Jacobs House 2 Middleton
DOI:
https://doi.org/10.7480/dash.07.4720Abstract
In 1936, during the Great Depression, Herbert and Katherine Jacobs asked architect Frank Lloyd Wright to design a house for them with a construction budget of only $5,000. Wright seized this opportunity to implement his ideas for an affordable home. The result, the brilliant Jacobs House in Madison, Wisconsin, designed down to the last detail, became, as the first ‘Usonian’, the start of a long series of Wright-designed homes. These Usonians (in 1927 Wright started using the word ‘Usonia’ to designate the United States of America) all vary in spatial organization, material use and details from the first Jacobs House. To Wright’s dismay, the Jacobs sold the house six years after it was completed and moved to a farmhouse outside of town.
In late 1943 Wright presented them with a design for a new home to replace this farmhouse. The design was a linear version of the Usonian house, with a double-height living room and a stable connected to the house by a pergola. Herbert and Katherine Jacobs rejected the idea: the design was too expensive, the layout was too formal and the cold southwesterly wind had not been taken into account. An entirely different proposal followed in February 1944 – in Wright’s own words, ‘another first’. The most striking aspect of this design was the floor plan based on intersecting circles, a layout reminiscent of the design for the Guggenheim Museum, which Wright designed at the same time.
A curved house forming a third of a circle surrounds a round sunken garden. The blank stone outer wall is interrupted by a smaller round volume containing the stairs and sanitary facilities. The façade along the sunken garden is oriented to the south and entirely made of timber and glass windows and doors.

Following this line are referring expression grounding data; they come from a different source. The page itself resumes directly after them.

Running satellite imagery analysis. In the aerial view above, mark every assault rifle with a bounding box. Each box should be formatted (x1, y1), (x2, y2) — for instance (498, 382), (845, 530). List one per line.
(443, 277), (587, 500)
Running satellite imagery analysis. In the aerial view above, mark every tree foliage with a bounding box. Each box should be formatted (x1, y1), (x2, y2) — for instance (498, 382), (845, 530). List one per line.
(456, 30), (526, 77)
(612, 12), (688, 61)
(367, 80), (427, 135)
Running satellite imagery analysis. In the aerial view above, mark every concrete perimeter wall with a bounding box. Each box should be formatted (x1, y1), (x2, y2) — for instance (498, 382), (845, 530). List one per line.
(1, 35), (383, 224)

This façade is also interrupted by a circular form: a round water basin that extends from the inside to the outside. An earth berm 4 m high was thrown up against the stone outer wall in order to protect the house from the wind. The front door, in the façade of doors and windows, is reached via a passage through the earth berm. The living space in the house is double-height. A mezzanine was inserted in the stone wall and then suspended from the roof by tension beams. This keeps the mezzanine level free of the full-height glazed south façade. The flat roof features wide eaves overhanging the glass doors and windows; in the summer this shields the interior from excess sunlight, while in the winter it allows the sun to penetrate deep into the house.